Podemos hablarles sobre la importancia de la individualidad de sus ideas, esperanzas y sueños y animarlos a no dejarse suprimir por miedo a ser quienes son. Podemos también relucir su individualidad y enseñarlos a desarrollar una piel fuerte. Un amor inteligente no trata de conformarse o cambiar para conquistar a la otra persona; al contrario, hace relucir su individualidad para destacarse del montón.

El llamado del profeta Jeremías muestra, claramente, cómo Dios nos hizo especial y únicos con un llamado específico para nuestras vidas. Dios dice al profeta, “Antes que te formase en el vientre te conocí y antes que nacieses te santifiqué, te di por profeta a las naciones” (Jeremías 1:5). Jeremías no tuvo que convertirse en un noble o un fuerte, etc. para cumplir su llamado.
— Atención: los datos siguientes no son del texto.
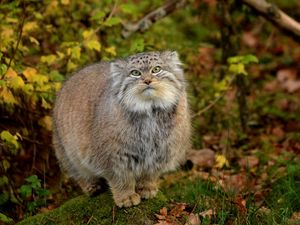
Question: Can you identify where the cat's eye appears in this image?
[151,66,161,73]
[130,70,142,77]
Dios llamó a este hombre sensible conocido como el profeta llorón para que hablara en las cortes del templo, en el palacio real y en las puertas de la ciudad con el propósito de advertir al pueblo de la cautividad inminente y la destrucción del Templo. Dios, sabiendo que era un hombre sensible, no lo obligó a convertirse en quien no era para darle su comisión, sino que lo usó grandemente y lo escogió para esta tarea aun antes de formarlo en el vientre.